Re: Unihan data for U+2B5B8 error

From: John H. Jenkins <jenkins_at_apple.com>
Date: Wed, 19 Oct 2011 11:41:00 -0600

Andrew West 於 2011年10月19日 上午4:14 寫道：

> On 19 October 2011 10:43, shi zhao <shizhao_at_gmail.com> wrote:
>> The page said kTraditionalVariant of U+2B5B8 is U+9858 願.
>
> which is correct.
>
>> ) said U+2B5B8 𫖸 is kSimplifiedVariant of U+9858 願, U+613F 愿 is
>> kSemanticVariant, but 愿 is simplified of 願, not U+2B5B8 𫖸.
>
> which I agree is not correct. It's not always clear how asymmetrical
> cases like this should be handled.
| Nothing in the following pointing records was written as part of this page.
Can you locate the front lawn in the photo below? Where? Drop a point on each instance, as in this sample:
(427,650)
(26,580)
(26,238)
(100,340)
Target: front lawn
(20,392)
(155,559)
For U+9918 餘, which is analagous,
> with a common simplified form U+4F59 余 and an alternate simplified
> form U+9980 馀, the Unihan database lists them both as simplified
> variants of U+9918:
>
> U+9918 kSimplifiedVariant U+4F59 U+9980
>
> On this precedent, I would expect:
>
> U+9858 kSimplifiedVariant U+613F U+2B5B8
>

Actually, it's a bit more complicated than that. Note that the kSemanticVariant field for U+613F is actually "U+9858<kFenn", which means that Fenn's _Five Thousand Dictionary_ lists the two as semantic variants. (That should actually be "U+9858<kFenn:T", since Fenn indicates they are complete synonyms.) Fenn is a TC-only dictionary. Note, too, that U+613F has both kCihaiT and kGSR fields, also indicating that it is used in TC.

The HYDZD entry for U+613F first gives its old, TC definition (prudent, cautious—"愿，謹也" per the Shuowen), then it adds, "today used as the simplified form for 願").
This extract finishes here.